My own wedding experience illustrates this idea. For reasons of convenience, my wife and I had a civil marriage a few weeks before we entered kiddushin. During the period between the two ceremonies, secular law recognized us as married and bestowed all of the rights and responsibilities of marriage on us. Our synagogue, however, recognized no relationship between us at all. And, as Orthodox Jews, we continued to live separately until our kiddushin ceremony. Had we changed our minds about our commitment to one another, we would have had to seek a secular divorce or annulment but would not have gone through the religious divorce process. Plainly, Orthodox Judaism is capable of distinguishing and accommodating the differences between marriages that have religious significance and those that do not. Same-sex marriage should be no different.
But the strongest reason that organized American Orthodox Jewry should not take a religious stand on same-sex marriage lies in our cultural identity and history. In contrast to religious Christians, our culture is not the dominant one in this country. The Christian day of rest is observed in this country, but ours is not; Christmas is a federal holiday, but Yom Kippur is not. You won’t find religious Jews Tebowing (unless they’re doing it ironically), and depictions of Orthodox Jews in popular movies are always played for the same kind of laughs as any other wacky racial and ethnic caricatures. What I am describing here is not a sense of unhealthy alienation from mainstream society, but rather the cultural distance that simply and naturally adheres to minority groups in America.
Unlike our Christian friends and neighbors, Jews grow up with our minority status deeply ingrained and without the instinctive expectation that our religious traditions and beliefs will naturally be reflected in the broader law and culture. As a minority within a minority, Orthodox Jews recognize that we reap the benefits of pluralism, tolerance, and accommodation. After all, if religious beliefs in this country were to orient secular law, we would find ourselves deeply disappointed and possibly threatened, just as we historically have in every other diaspora country.
For good reason, then, American Jews and Orthodox Jews in particular are usually reticent about imposing our religious values and views on others. For example, the NCYI and the OU have never taken a public political stance against laws that permit intermarriage, even though intermarriage represents a far greater practical threat to Jewish communities than does same-sex marriage. Likewise, Orthodox Jewish leaders would never (one hopes) support a constitutional amendment prohibiting idolatry—even though the Torah has far more nasty things to say about idolatry than it does about same-sex marriage. Orthodox Jewish institutions should approach same-sex marriage with at least the same cultural distance and dispassion.

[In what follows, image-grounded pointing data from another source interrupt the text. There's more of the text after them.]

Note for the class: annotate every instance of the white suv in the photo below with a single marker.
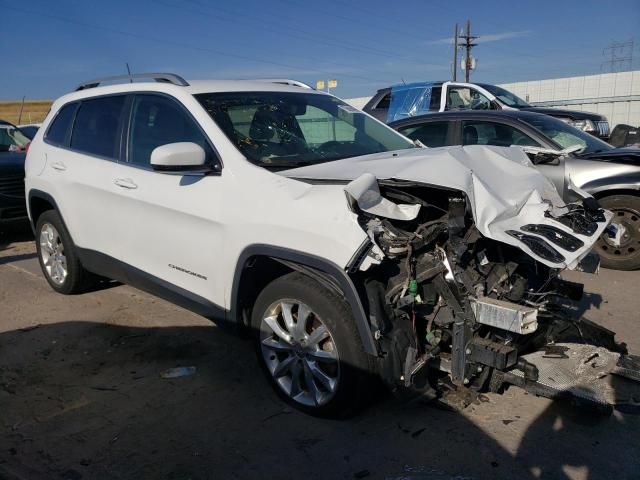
(350, 253)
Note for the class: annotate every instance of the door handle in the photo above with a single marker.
(61, 167)
(125, 183)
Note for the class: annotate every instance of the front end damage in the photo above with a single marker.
(455, 310)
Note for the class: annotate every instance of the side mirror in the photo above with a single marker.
(178, 157)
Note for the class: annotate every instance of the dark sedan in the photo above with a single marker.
(12, 202)
(611, 175)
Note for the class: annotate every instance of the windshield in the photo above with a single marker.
(565, 135)
(505, 96)
(282, 130)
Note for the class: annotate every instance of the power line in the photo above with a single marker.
(468, 45)
(286, 29)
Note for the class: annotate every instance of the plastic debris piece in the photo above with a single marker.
(178, 372)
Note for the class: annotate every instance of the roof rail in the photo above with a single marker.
(284, 81)
(158, 77)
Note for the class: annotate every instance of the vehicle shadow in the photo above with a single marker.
(86, 400)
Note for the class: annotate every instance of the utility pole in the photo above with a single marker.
(454, 67)
(20, 114)
(621, 55)
(468, 45)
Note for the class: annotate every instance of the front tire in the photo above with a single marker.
(308, 345)
(58, 255)
(623, 251)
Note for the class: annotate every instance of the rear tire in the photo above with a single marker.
(623, 252)
(309, 347)
(58, 256)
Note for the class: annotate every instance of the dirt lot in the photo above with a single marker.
(81, 397)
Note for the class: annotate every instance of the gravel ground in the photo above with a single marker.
(81, 397)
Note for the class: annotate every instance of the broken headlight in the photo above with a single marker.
(538, 246)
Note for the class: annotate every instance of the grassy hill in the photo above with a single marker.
(33, 111)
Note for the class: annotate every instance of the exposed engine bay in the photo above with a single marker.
(452, 309)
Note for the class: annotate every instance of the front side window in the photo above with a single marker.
(493, 133)
(95, 130)
(282, 130)
(465, 98)
(505, 96)
(565, 135)
(432, 134)
(157, 121)
(59, 129)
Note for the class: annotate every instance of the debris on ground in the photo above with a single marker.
(178, 372)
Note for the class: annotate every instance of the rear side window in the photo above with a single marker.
(493, 133)
(59, 129)
(95, 130)
(432, 134)
(385, 101)
(158, 121)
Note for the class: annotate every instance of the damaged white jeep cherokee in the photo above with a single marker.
(351, 254)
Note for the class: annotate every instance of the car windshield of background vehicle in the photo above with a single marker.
(465, 98)
(13, 138)
(281, 130)
(505, 96)
(565, 135)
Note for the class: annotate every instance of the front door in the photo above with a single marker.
(170, 229)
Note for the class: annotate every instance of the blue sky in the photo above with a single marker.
(50, 46)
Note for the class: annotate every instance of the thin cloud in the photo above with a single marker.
(493, 37)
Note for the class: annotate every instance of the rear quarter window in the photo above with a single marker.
(59, 130)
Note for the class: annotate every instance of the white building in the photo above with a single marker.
(614, 95)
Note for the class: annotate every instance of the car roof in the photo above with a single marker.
(194, 87)
(435, 83)
(462, 114)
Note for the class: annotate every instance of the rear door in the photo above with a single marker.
(433, 134)
(462, 96)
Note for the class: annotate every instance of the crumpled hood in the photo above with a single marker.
(504, 188)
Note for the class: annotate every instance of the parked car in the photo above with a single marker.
(349, 253)
(29, 129)
(12, 202)
(447, 96)
(12, 157)
(12, 138)
(612, 175)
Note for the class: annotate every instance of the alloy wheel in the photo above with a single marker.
(300, 353)
(626, 242)
(52, 254)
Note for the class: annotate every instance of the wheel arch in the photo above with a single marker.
(618, 190)
(259, 264)
(38, 203)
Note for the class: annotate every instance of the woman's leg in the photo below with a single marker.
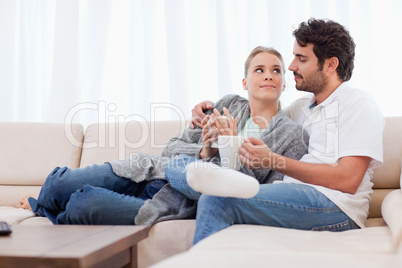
(175, 174)
(98, 206)
(285, 205)
(63, 182)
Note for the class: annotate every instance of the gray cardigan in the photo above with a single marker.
(281, 135)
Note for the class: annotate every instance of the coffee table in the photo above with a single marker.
(71, 246)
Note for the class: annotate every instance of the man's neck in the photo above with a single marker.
(327, 91)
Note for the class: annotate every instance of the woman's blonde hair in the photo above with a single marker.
(259, 50)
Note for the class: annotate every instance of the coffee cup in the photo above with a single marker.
(214, 144)
(229, 147)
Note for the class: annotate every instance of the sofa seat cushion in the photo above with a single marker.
(261, 246)
(13, 215)
(165, 239)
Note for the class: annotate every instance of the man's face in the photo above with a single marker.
(307, 73)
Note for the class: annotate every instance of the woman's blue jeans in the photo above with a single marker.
(287, 205)
(92, 195)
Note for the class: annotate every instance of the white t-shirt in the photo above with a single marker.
(347, 123)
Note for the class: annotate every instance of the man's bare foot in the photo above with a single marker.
(24, 201)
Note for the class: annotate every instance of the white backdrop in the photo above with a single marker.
(103, 60)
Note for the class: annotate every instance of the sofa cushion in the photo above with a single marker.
(165, 239)
(392, 213)
(110, 142)
(31, 151)
(261, 246)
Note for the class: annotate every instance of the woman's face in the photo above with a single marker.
(264, 78)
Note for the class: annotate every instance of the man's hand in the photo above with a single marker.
(197, 113)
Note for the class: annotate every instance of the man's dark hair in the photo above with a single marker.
(330, 39)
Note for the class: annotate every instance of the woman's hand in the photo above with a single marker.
(255, 154)
(198, 114)
(208, 137)
(211, 129)
(226, 126)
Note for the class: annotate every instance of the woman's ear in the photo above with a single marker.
(244, 84)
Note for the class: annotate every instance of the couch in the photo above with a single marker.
(30, 151)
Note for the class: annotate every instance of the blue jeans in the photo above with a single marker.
(92, 195)
(287, 205)
(175, 174)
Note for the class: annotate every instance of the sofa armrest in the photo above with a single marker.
(392, 213)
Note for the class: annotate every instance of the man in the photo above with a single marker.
(328, 189)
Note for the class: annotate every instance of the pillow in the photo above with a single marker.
(211, 179)
(391, 209)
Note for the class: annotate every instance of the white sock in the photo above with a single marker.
(211, 179)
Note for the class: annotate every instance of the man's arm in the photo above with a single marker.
(344, 176)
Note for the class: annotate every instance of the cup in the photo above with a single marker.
(214, 144)
(229, 147)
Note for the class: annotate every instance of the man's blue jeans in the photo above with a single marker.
(287, 205)
(92, 195)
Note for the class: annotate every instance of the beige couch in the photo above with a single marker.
(30, 151)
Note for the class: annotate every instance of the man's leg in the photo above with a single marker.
(175, 173)
(285, 205)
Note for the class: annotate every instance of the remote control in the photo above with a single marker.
(5, 228)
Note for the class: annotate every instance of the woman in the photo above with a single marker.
(260, 117)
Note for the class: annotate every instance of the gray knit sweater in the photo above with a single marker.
(281, 135)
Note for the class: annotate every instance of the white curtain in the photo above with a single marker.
(104, 60)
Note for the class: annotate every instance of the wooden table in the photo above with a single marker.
(71, 246)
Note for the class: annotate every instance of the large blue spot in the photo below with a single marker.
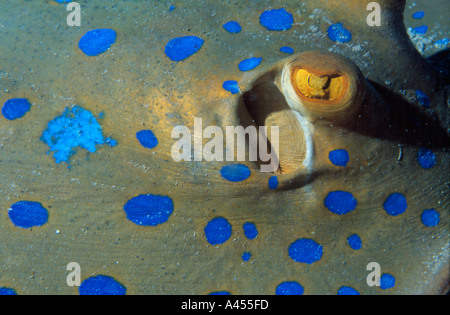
(97, 41)
(76, 127)
(7, 291)
(218, 231)
(347, 291)
(338, 33)
(15, 108)
(26, 214)
(340, 202)
(395, 204)
(149, 210)
(423, 98)
(231, 86)
(181, 48)
(147, 139)
(235, 172)
(249, 64)
(387, 281)
(355, 242)
(232, 27)
(426, 158)
(250, 230)
(339, 157)
(276, 20)
(305, 251)
(101, 285)
(289, 288)
(430, 217)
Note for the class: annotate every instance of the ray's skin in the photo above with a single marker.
(138, 88)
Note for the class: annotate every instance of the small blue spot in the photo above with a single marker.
(339, 157)
(232, 27)
(218, 231)
(347, 291)
(387, 281)
(181, 48)
(235, 172)
(101, 285)
(231, 86)
(430, 217)
(395, 204)
(338, 33)
(340, 202)
(250, 230)
(249, 64)
(305, 251)
(149, 210)
(76, 127)
(420, 29)
(422, 98)
(147, 139)
(289, 288)
(15, 108)
(273, 182)
(97, 41)
(220, 293)
(287, 49)
(355, 242)
(246, 256)
(7, 291)
(276, 20)
(418, 15)
(26, 214)
(426, 158)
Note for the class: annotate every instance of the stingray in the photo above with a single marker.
(357, 205)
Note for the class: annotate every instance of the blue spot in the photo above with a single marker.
(339, 157)
(232, 27)
(15, 108)
(347, 291)
(26, 214)
(235, 172)
(147, 139)
(422, 98)
(149, 210)
(220, 293)
(426, 158)
(218, 231)
(101, 285)
(181, 48)
(7, 291)
(97, 41)
(287, 49)
(273, 182)
(387, 281)
(249, 64)
(431, 217)
(305, 251)
(289, 288)
(418, 15)
(355, 242)
(250, 230)
(340, 202)
(338, 33)
(76, 127)
(246, 256)
(420, 29)
(395, 204)
(231, 86)
(276, 20)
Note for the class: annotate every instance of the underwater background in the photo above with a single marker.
(87, 176)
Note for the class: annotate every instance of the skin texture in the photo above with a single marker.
(137, 87)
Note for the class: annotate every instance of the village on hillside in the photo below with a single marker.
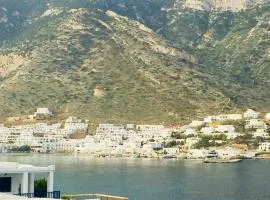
(230, 135)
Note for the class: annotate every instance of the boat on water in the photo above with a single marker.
(213, 157)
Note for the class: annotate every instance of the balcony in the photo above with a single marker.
(54, 194)
(92, 196)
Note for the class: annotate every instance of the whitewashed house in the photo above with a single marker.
(267, 116)
(207, 130)
(251, 114)
(265, 146)
(230, 117)
(260, 133)
(210, 119)
(255, 123)
(196, 123)
(43, 112)
(171, 151)
(192, 141)
(225, 129)
(19, 178)
(190, 131)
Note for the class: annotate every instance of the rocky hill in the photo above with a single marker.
(132, 61)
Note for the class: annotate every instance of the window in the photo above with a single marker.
(5, 184)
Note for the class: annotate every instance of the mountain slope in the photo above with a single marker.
(155, 61)
(101, 65)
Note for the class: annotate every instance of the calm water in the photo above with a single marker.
(156, 179)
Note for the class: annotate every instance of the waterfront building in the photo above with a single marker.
(190, 131)
(225, 129)
(207, 130)
(255, 123)
(196, 123)
(251, 114)
(18, 178)
(234, 117)
(260, 133)
(267, 116)
(192, 141)
(264, 146)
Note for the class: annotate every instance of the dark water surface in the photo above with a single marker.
(142, 179)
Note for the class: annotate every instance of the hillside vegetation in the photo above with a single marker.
(132, 61)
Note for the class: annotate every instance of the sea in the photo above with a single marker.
(152, 179)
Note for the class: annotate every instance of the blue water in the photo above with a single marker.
(156, 179)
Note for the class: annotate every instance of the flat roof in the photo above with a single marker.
(14, 167)
(4, 196)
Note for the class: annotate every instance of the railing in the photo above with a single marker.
(92, 196)
(54, 194)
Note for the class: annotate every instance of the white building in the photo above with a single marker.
(265, 146)
(260, 133)
(171, 151)
(230, 117)
(190, 131)
(196, 123)
(267, 116)
(192, 141)
(225, 129)
(19, 178)
(251, 114)
(210, 119)
(255, 123)
(207, 130)
(43, 111)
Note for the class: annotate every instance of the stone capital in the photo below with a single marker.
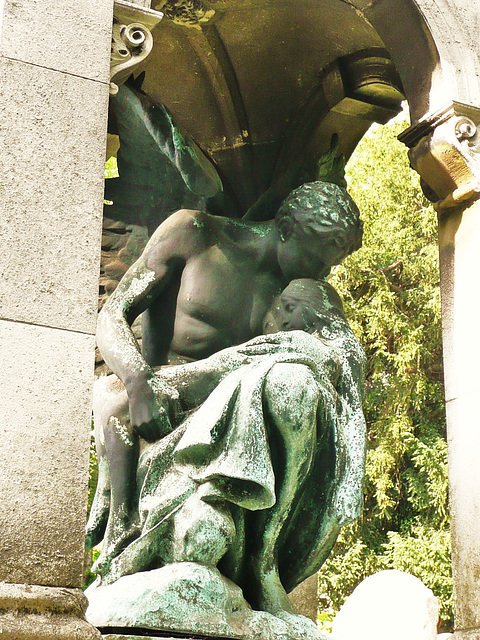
(30, 612)
(445, 150)
(132, 40)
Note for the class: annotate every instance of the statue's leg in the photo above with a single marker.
(292, 395)
(98, 517)
(117, 452)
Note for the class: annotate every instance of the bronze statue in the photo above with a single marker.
(247, 458)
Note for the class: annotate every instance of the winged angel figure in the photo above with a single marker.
(231, 443)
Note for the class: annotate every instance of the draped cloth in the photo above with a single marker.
(231, 450)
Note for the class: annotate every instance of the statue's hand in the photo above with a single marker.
(153, 405)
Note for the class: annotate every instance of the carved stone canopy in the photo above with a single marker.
(444, 147)
(259, 85)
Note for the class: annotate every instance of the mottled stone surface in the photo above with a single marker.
(52, 128)
(305, 598)
(459, 237)
(45, 379)
(389, 604)
(61, 36)
(191, 598)
(30, 612)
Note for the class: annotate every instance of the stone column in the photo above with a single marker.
(54, 69)
(445, 150)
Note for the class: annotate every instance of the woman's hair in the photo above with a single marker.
(320, 205)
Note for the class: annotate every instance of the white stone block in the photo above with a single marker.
(46, 376)
(388, 605)
(74, 37)
(52, 136)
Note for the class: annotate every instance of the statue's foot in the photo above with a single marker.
(118, 536)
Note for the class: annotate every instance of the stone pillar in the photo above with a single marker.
(445, 150)
(54, 69)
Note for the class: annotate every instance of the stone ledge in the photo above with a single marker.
(470, 634)
(32, 612)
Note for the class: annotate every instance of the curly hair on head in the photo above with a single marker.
(321, 205)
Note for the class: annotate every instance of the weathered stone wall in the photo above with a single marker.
(54, 65)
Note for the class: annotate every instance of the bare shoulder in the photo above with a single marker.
(182, 234)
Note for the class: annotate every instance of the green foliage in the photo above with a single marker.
(391, 294)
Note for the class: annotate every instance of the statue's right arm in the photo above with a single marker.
(161, 262)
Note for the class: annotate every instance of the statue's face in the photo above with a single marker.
(311, 254)
(288, 314)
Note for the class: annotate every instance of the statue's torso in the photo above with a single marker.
(217, 300)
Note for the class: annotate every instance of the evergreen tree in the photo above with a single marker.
(391, 294)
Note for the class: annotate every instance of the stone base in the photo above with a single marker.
(470, 634)
(31, 612)
(186, 599)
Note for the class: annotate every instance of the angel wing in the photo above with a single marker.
(160, 169)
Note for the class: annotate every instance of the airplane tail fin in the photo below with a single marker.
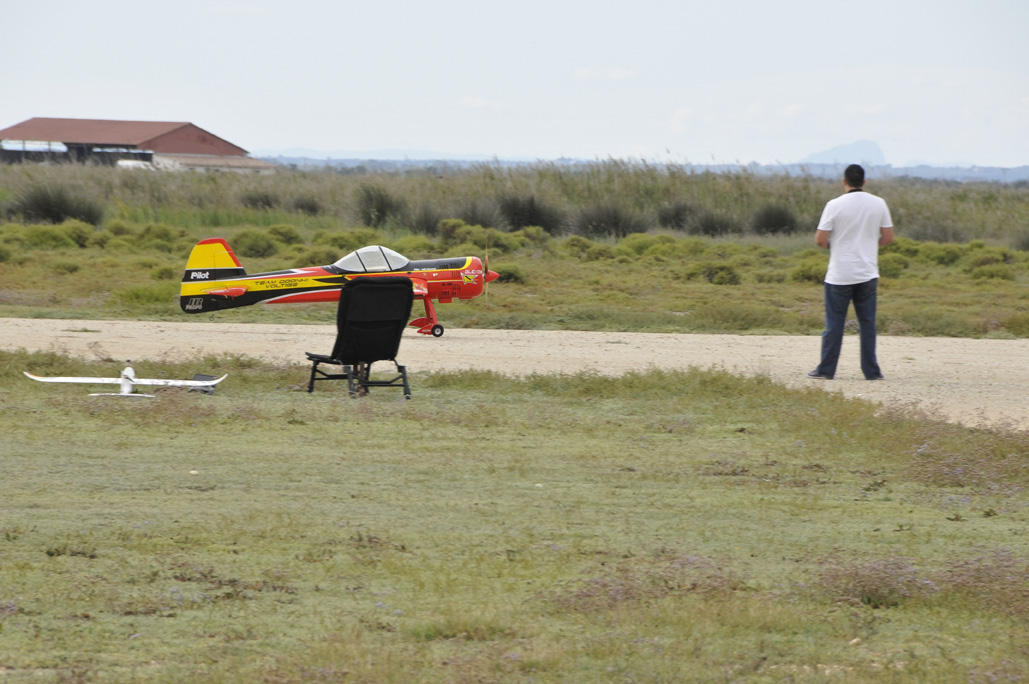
(211, 260)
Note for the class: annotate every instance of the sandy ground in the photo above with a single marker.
(974, 382)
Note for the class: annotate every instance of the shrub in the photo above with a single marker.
(164, 273)
(945, 255)
(996, 578)
(306, 204)
(158, 232)
(715, 225)
(810, 270)
(66, 266)
(160, 293)
(607, 220)
(1020, 240)
(892, 265)
(254, 244)
(983, 258)
(993, 271)
(880, 582)
(523, 211)
(774, 219)
(319, 256)
(376, 206)
(510, 275)
(426, 220)
(348, 241)
(415, 247)
(1017, 324)
(259, 200)
(55, 205)
(587, 250)
(677, 216)
(483, 212)
(716, 274)
(77, 231)
(47, 238)
(939, 232)
(639, 243)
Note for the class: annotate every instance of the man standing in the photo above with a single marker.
(856, 224)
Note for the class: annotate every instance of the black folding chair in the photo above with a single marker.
(371, 317)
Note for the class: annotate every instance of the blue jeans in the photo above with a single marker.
(838, 298)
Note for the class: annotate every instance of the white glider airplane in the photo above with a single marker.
(128, 381)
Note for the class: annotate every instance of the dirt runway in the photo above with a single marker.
(969, 381)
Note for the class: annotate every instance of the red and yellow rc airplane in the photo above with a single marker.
(215, 280)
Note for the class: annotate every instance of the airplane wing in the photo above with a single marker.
(137, 381)
(86, 381)
(179, 383)
(421, 287)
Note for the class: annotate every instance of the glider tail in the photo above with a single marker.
(211, 260)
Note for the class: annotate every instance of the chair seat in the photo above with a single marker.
(370, 320)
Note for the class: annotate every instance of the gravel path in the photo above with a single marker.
(976, 382)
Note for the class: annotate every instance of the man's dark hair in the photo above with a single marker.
(854, 175)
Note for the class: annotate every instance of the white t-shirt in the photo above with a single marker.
(853, 221)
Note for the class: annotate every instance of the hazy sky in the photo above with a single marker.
(938, 81)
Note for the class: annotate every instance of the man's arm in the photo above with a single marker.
(885, 236)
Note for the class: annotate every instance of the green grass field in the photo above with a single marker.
(652, 528)
(660, 527)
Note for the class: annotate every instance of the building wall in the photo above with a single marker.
(192, 140)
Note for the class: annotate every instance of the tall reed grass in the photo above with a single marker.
(612, 197)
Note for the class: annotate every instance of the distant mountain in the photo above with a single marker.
(828, 164)
(377, 155)
(864, 152)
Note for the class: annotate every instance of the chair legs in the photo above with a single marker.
(358, 377)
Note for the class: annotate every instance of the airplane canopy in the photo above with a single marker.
(374, 258)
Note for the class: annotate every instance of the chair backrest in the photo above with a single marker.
(373, 314)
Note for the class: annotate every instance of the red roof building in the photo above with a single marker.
(107, 141)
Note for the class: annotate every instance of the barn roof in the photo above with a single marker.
(89, 131)
(98, 132)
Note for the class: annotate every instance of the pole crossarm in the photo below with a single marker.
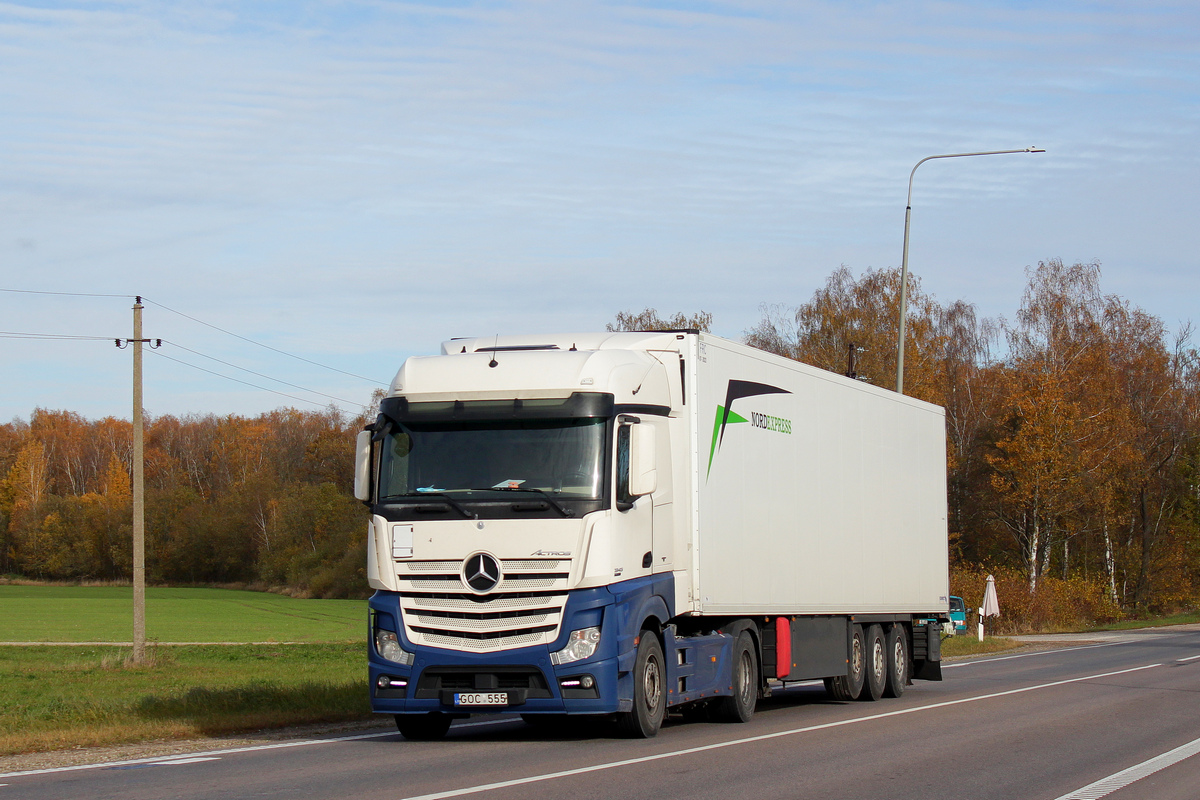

To be sure, there may be some issues in the public sphere on which Orthodox Jews will find themselves compelled to take a political stand out of religious conviction. But these occasions should be the exception rather than the rule. And we should be especially hesitant to do so concerning the debate over same-sex marriage, in which the rights of another American minority are at stake. Instead, we ought to be grateful that we live in a society in which minority groups’ religious and civil rights are respected, and in which equality is imposed by law.
Same-sex marriage does not threaten any aspect of Orthodox Jewish religious beliefs or practices. Orthodox Jews should decide whether or not to support it on purely neutral, secular terms, and we should reconcile ourselves to our detachment from mainstream culture just as we always have.